Paolo Gubinelli 1975
Parlare delle mie “carte” è pretendere un distacco emotivo-intellettuale e un trasferimento da un linguaggio a me più proprio (quello dell’opera) ad un altro più estraneo, quello verbale, con l’inquietudine e il disagio, sempre di travisare i contenuti e le motivazioni del mio lavoro.
Questo, per onestà; il resto, se può agevolare una lettura dell’opera.
Il “concetto” di struttura-spazio-luce si muove nell’ambito di una ricerca razionale analitica in cui tendo a ridurre sempre più i mezzi e i modi operativi in una rigorosa ed esigente meditazione.
Il mezzo: la carta; anzi un cartoncino scelto per la sua morbidezza e docilità al tatto, e per il suo “candore” (luce) incontaminato da ogni intervento esterno di colore, capace di rimandarmi a emozioni di purezza, di contemplazione quieta e chiarificante. Su questa superficie traccio, con una lama, un’incisione secondo linee geometriche, progettuali (proiezioni, ribaltamenti di piani.....); quindi intervengo con la piegatura manuale delicata, attenta, che crea un rilievo sottile, capace di coinvolgere lo spazio, strutturarlo e renderlo percettibile. La superficie vibra di una struttura-luce che non ottengo con effetti di chiaroscuro dipinto, ma con l’incidenza della luce (radente) sul mezzo stesso, la carta incisa e piegata, in cui mi oppongo rigorosamente alla tentazione di un arricchimento dell’opera. Inoltre, le superfici mutano, variano secondo i punti di vista e l’incidenza della luce; ne deriva una spazialità dialettica che coinvolge lo spettatore in una serie di rapporti dinamici, permettendogli una riappropriazione creativa dello spazio circostante. Le mie “carte” pretendono una lettura non superficiale, ma attenta e prolungata; il loro discorso non è immediatamente percepibile e hanno bisogno di un lettore disponibile per mediare contenuti, motivazioni e stimoli di ricerca.
Firenze, Gennaio 1975
Autopresentazione, Ed. Galleria Indiano Grafica
Firenze, 1977
Descrizione dell’opera
Nella mia attività artistica la “carta” è stata fino ad oggi il mio unico mezzo espressivo: dopo la prima fase di intervento su cartoncino bianco, morbido al tatto, inciso con lama e piegato manualmente secondo strutture geometriche (con effetto visivo di “spazio-luce”).

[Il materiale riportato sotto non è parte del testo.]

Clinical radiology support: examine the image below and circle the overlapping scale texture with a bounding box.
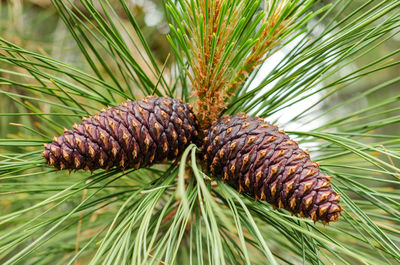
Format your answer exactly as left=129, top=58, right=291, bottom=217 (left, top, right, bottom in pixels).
left=42, top=97, right=198, bottom=170
left=203, top=114, right=342, bottom=224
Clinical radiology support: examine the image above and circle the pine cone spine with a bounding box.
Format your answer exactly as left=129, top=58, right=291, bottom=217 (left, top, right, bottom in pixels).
left=202, top=114, right=342, bottom=224
left=42, top=97, right=198, bottom=171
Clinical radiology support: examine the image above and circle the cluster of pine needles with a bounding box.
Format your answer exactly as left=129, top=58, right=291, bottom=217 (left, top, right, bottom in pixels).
left=0, top=0, right=400, bottom=265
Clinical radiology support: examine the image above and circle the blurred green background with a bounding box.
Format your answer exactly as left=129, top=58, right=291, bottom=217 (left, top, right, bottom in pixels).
left=0, top=0, right=400, bottom=138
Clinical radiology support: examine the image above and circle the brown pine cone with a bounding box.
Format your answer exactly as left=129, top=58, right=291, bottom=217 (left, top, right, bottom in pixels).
left=203, top=114, right=342, bottom=224
left=42, top=97, right=198, bottom=171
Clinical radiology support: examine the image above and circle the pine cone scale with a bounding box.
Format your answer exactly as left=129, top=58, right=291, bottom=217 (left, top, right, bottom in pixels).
left=203, top=115, right=341, bottom=223
left=43, top=97, right=198, bottom=170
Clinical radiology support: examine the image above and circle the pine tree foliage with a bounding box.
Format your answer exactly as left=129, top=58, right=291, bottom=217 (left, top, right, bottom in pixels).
left=0, top=0, right=400, bottom=265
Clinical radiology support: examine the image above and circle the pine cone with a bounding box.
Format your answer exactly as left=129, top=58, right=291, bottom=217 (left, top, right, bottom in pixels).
left=42, top=97, right=198, bottom=171
left=203, top=114, right=342, bottom=224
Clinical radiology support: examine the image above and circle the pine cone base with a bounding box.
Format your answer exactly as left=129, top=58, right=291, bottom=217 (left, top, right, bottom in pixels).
left=202, top=114, right=342, bottom=224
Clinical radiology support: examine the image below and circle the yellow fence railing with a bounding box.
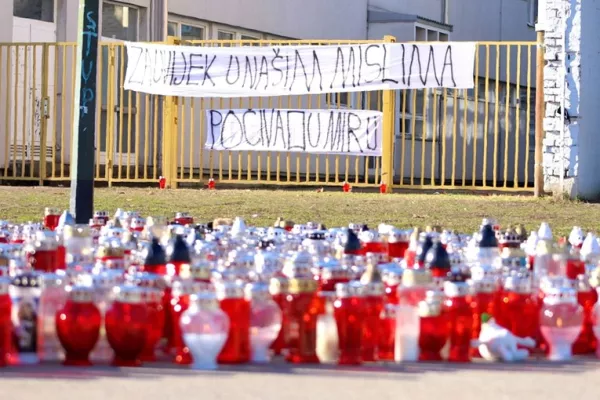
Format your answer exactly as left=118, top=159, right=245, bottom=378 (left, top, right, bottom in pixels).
left=0, top=38, right=536, bottom=191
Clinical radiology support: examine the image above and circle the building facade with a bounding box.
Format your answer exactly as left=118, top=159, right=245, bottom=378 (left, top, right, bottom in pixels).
left=0, top=0, right=537, bottom=185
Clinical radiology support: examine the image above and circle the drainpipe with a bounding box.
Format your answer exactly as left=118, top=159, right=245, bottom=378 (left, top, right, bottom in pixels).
left=560, top=0, right=568, bottom=194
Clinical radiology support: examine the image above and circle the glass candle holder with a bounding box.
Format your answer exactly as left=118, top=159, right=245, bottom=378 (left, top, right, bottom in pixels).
left=168, top=280, right=196, bottom=365
left=540, top=286, right=583, bottom=361
left=0, top=277, right=13, bottom=367
left=419, top=290, right=449, bottom=361
left=316, top=292, right=340, bottom=364
left=394, top=269, right=432, bottom=362
left=105, top=285, right=148, bottom=367
left=55, top=286, right=102, bottom=366
left=37, top=273, right=68, bottom=361
left=334, top=282, right=365, bottom=365
left=23, top=231, right=58, bottom=272
left=269, top=277, right=289, bottom=355
left=216, top=282, right=251, bottom=364
left=443, top=274, right=473, bottom=362
left=180, top=292, right=229, bottom=369
left=44, top=207, right=61, bottom=231
left=377, top=304, right=396, bottom=361
left=90, top=270, right=124, bottom=363
left=9, top=272, right=41, bottom=364
left=284, top=275, right=319, bottom=363
left=245, top=283, right=282, bottom=363
left=571, top=274, right=598, bottom=354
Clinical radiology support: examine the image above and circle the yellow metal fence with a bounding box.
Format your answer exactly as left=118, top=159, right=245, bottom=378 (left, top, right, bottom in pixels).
left=0, top=38, right=536, bottom=191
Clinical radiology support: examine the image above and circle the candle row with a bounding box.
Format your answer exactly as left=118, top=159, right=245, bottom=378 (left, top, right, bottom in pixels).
left=0, top=210, right=600, bottom=368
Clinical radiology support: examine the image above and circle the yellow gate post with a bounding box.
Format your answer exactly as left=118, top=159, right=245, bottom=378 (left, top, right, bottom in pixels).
left=380, top=36, right=396, bottom=193
left=38, top=43, right=50, bottom=186
left=162, top=36, right=180, bottom=189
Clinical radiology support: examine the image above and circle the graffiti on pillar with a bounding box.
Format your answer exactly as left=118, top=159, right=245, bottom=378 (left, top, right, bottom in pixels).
left=79, top=11, right=98, bottom=122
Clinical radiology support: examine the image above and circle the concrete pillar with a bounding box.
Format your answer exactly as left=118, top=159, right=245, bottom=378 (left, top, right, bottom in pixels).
left=539, top=0, right=600, bottom=199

Sono passato alla carta trasparente (lucido da architetti) sempre incisa e piegata: o in fogli disposti nell’ambiente in progressione ritmico-dinamica, o in rotoli - papiro con lievissime incisioni al limite delle percezioni che si svolgono nell’ambiente. Nella più recente esperienza artistica, sempre su carta trasparente, ho abbandonato il segno geometrico con il suo rigore costruttivo per un segno più libero fatto con pastelli colorati e incisioni appena avvertibili, capace, mi sembra, di tradurre i moti imprevedibili del discorso interiore.
Ultimamente questo linguaggio si arricchisce sulla carta di gestualità e tonalità acquarellate acquistando, mi pare, un significato più intimo e intenso.